A la surprise générale, la députée de Paris, Cécile Duflot, a été éliminée dès le premier tour de la primaire d’Europe Ecologie-Les Verts. L’eurodéputé Yannick Jadot est arrivé en tête, avec 35,61 % des voix. Michèle Rivasi, elle aussi eurodéputée, est arrivée en deuxième position avec 30,16 % des voix.

Julien : Quelle a été la réaction de Cécile Duflot à son élimination prématurée ? Peut-on déjà avoir un début d’explication ?

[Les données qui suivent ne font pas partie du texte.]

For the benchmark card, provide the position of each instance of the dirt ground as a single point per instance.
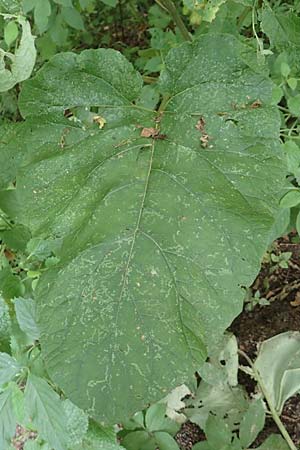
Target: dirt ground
(281, 287)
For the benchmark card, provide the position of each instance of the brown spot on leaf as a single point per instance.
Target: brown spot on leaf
(256, 104)
(200, 126)
(152, 133)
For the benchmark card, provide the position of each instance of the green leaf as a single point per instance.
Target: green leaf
(164, 272)
(292, 82)
(165, 441)
(11, 32)
(42, 12)
(58, 31)
(22, 62)
(282, 29)
(280, 374)
(26, 316)
(290, 199)
(225, 402)
(18, 402)
(111, 3)
(77, 423)
(217, 432)
(5, 324)
(29, 5)
(274, 442)
(16, 238)
(252, 423)
(285, 69)
(137, 440)
(155, 417)
(98, 438)
(10, 284)
(298, 223)
(10, 6)
(9, 156)
(36, 445)
(202, 446)
(67, 3)
(294, 105)
(46, 412)
(7, 418)
(73, 18)
(9, 368)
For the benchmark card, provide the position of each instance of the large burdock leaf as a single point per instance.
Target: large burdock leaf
(278, 363)
(159, 232)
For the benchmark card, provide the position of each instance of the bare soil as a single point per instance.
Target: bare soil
(282, 287)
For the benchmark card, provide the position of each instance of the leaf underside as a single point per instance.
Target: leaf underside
(159, 233)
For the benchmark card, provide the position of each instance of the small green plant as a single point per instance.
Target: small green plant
(253, 300)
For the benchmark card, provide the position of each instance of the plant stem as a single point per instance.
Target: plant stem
(171, 8)
(163, 104)
(149, 80)
(265, 393)
(243, 16)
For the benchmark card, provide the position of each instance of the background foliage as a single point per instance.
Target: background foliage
(267, 40)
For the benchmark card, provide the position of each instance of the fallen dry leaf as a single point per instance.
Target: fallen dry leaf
(296, 302)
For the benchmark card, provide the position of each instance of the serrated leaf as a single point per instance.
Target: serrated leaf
(280, 374)
(11, 32)
(7, 418)
(9, 368)
(22, 62)
(131, 289)
(252, 423)
(26, 316)
(294, 105)
(45, 411)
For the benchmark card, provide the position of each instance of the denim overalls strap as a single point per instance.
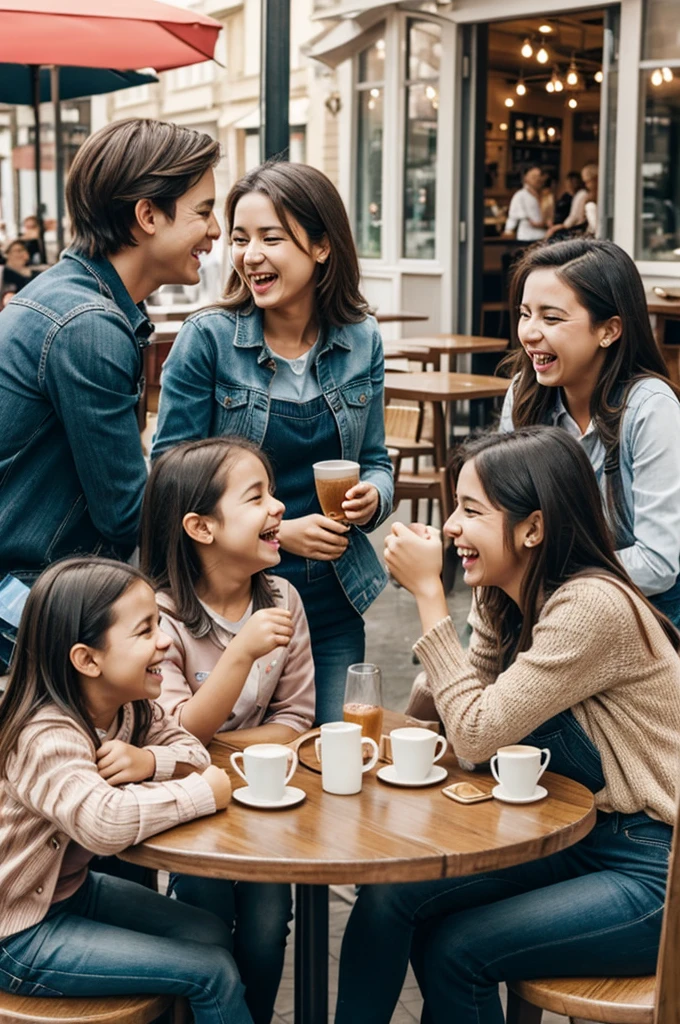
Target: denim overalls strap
(571, 752)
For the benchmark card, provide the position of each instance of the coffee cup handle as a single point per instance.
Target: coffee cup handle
(545, 763)
(235, 757)
(293, 768)
(438, 755)
(374, 747)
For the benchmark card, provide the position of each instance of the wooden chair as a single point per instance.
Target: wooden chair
(108, 1010)
(654, 999)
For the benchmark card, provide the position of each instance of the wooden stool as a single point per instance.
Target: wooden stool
(107, 1010)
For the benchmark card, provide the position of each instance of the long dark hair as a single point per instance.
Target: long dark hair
(71, 602)
(302, 193)
(192, 477)
(606, 284)
(544, 468)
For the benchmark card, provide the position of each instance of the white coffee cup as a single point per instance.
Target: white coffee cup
(265, 769)
(518, 768)
(415, 751)
(340, 750)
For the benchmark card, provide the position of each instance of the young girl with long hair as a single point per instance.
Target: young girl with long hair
(240, 663)
(292, 360)
(588, 361)
(87, 761)
(565, 653)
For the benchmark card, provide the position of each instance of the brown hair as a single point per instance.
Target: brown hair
(123, 163)
(190, 477)
(529, 470)
(304, 194)
(71, 602)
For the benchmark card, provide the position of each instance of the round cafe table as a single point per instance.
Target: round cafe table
(384, 834)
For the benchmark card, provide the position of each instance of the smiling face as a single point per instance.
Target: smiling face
(277, 271)
(555, 331)
(127, 667)
(477, 530)
(175, 247)
(244, 528)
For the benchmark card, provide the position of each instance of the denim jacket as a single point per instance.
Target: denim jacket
(648, 535)
(72, 469)
(217, 381)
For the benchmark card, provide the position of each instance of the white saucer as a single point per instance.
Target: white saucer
(538, 794)
(388, 774)
(292, 796)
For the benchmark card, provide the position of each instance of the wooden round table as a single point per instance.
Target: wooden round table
(384, 834)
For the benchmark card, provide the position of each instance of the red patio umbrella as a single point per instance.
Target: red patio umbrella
(120, 34)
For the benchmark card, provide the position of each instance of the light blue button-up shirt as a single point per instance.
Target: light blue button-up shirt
(648, 540)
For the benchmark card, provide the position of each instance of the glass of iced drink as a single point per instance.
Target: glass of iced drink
(364, 699)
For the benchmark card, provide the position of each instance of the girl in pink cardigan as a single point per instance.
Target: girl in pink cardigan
(88, 765)
(240, 658)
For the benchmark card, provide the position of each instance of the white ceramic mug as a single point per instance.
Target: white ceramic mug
(265, 769)
(518, 768)
(340, 750)
(415, 751)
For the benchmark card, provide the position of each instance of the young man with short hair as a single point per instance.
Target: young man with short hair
(140, 197)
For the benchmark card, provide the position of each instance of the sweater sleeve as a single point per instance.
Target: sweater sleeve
(171, 744)
(294, 698)
(53, 774)
(568, 660)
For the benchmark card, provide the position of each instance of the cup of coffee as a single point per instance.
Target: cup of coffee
(333, 480)
(414, 752)
(267, 768)
(340, 750)
(518, 768)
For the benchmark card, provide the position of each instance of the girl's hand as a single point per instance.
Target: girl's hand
(265, 630)
(218, 781)
(360, 503)
(314, 537)
(119, 763)
(413, 556)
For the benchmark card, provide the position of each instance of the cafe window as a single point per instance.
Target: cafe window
(423, 56)
(370, 120)
(659, 223)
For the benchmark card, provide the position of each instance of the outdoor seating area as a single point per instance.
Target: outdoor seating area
(339, 512)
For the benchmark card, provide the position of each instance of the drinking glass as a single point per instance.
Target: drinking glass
(364, 699)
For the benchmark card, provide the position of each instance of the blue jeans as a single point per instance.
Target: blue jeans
(256, 915)
(114, 937)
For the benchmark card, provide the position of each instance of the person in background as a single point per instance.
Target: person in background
(90, 763)
(140, 197)
(525, 221)
(292, 360)
(587, 361)
(572, 184)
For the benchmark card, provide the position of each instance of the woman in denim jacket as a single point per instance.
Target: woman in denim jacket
(292, 360)
(588, 361)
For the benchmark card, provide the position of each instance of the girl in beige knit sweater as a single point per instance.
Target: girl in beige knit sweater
(565, 653)
(89, 764)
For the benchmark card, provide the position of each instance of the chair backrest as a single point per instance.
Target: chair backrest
(667, 1004)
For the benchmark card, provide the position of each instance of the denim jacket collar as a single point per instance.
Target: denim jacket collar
(111, 285)
(250, 334)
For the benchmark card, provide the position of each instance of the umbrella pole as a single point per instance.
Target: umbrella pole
(35, 75)
(58, 156)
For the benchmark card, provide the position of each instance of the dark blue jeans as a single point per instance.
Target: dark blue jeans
(256, 915)
(594, 908)
(114, 937)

Raphaëlle Besse Desmoulières : Mercredi soir, Cécile Duflot avait donné rendez-vous dans un café près du siège d’EELV, où les résultats ont été annoncés. Elle a finalement annulé sa venue et s’est contentée de réagir sur Facebook par une déclaration écrite. Elle se dit « déçue » et ne donne pas de consigne de vote pour le second tour. « Je soutiendrai comme je m’y suis engagée celle ou celui qui sera désignée », ajoute-t-elle.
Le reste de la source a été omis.